Optimizations Behind the Performance Tests

Overview

Apache Doris has evolved from inverted text retrieval in 2.x, to storage-compute separation in 3.x, and now to vector indexing capabilities in 4.x, formally entering the era of AI data analytics. This article is intended for the following readers:

Architects and developers who want to understand why Doris 4.x vector indexing reaches an industry-leading level.
Technical decision-makers evaluating vector databases who need to understand where the performance differences between Doris and dedicated vector databases come from.
Operations and performance engineers who plan to tune ANN search on Doris.

The article is organized around the two main phases of vector retrieval:

Phase	Core goal	Main optimizations
Indexing phase	Speed up index construction without sacrificing quality	Multi-level sharding, two-tier parallelism, SIMD distance computation
Query phase	Control P99 latency under high concurrency	Prepare Statement, Index Only Scan, virtual columns, Scan parallelism, global TopN late materialization

Indexing Phase

The performance of the indexing phase is strongly correlated with the index hyperparameters: the higher the quality, the slower the build. Doris optimizes the data ingestion path to significantly improve ingestion throughput while maintaining high index quality.

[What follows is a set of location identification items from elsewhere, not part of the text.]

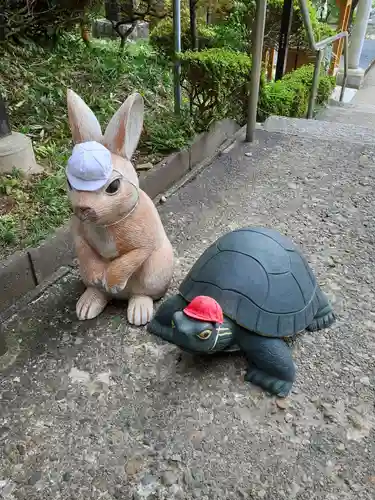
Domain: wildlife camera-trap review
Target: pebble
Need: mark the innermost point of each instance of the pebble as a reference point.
(288, 418)
(282, 403)
(169, 478)
(35, 477)
(365, 381)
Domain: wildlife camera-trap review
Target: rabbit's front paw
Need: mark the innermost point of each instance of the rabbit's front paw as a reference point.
(91, 303)
(112, 284)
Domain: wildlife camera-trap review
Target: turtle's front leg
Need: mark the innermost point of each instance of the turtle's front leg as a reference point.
(161, 323)
(270, 361)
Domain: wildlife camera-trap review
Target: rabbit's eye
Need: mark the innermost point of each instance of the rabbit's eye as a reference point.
(113, 187)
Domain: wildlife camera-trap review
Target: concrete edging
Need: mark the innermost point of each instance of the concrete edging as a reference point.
(24, 271)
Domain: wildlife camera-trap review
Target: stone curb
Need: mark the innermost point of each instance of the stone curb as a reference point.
(24, 271)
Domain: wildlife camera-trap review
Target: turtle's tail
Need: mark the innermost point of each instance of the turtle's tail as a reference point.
(325, 317)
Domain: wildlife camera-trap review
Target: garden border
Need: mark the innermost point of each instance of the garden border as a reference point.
(26, 270)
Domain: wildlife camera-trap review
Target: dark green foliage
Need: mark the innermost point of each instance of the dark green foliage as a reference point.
(216, 81)
(161, 36)
(290, 96)
(44, 19)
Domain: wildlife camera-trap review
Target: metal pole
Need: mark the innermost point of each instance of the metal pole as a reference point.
(256, 67)
(345, 77)
(307, 22)
(286, 23)
(177, 51)
(315, 83)
(4, 120)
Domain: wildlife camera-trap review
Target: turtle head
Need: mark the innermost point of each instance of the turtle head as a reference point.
(199, 327)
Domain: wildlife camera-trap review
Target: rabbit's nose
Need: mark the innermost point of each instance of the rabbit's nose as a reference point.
(85, 213)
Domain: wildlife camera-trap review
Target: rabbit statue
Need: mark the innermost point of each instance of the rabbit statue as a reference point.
(122, 248)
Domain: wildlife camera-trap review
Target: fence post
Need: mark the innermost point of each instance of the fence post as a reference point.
(177, 51)
(256, 68)
(4, 119)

At a scale of 768 dimensions and 10M rows, Doris ingestion performance reaches an industry-leading level:

Comparison of Doris vector index ingestion performance

Multi-level Sharding

Doris internal tables are inherently distributed. Users only perceive a single logical table (Table) when querying or ingesting, while the Doris kernel automatically creates physical shards according to the table definition and routes data to the corresponding tablets on BEs based on the partition key and bucket key.

The relationships between the levels are as follows:

Level	Role
Table	The logical table perceived by the user
Tablet	A physical shard that meets the quantity requirement
Rowset	The version control unit produced by each ingestion transaction on a tablet
Segment	The file under a rowset that actually carries the data. The ANN index operates at segment granularity

Hierarchy from table to shard

Vector indexes (such as HNSW) depend on several key hyperparameters. These parameters directly determine index quality and query performance, and typically reach ideal results only at a fixed data scale.

Doris's multi-level sharding decouples "index parameters" from "the total data scale of the table": users do not need to rebuild the index because the total data volume grows. They only need to focus on the size of each ingestion batch and the corresponding parameter settings.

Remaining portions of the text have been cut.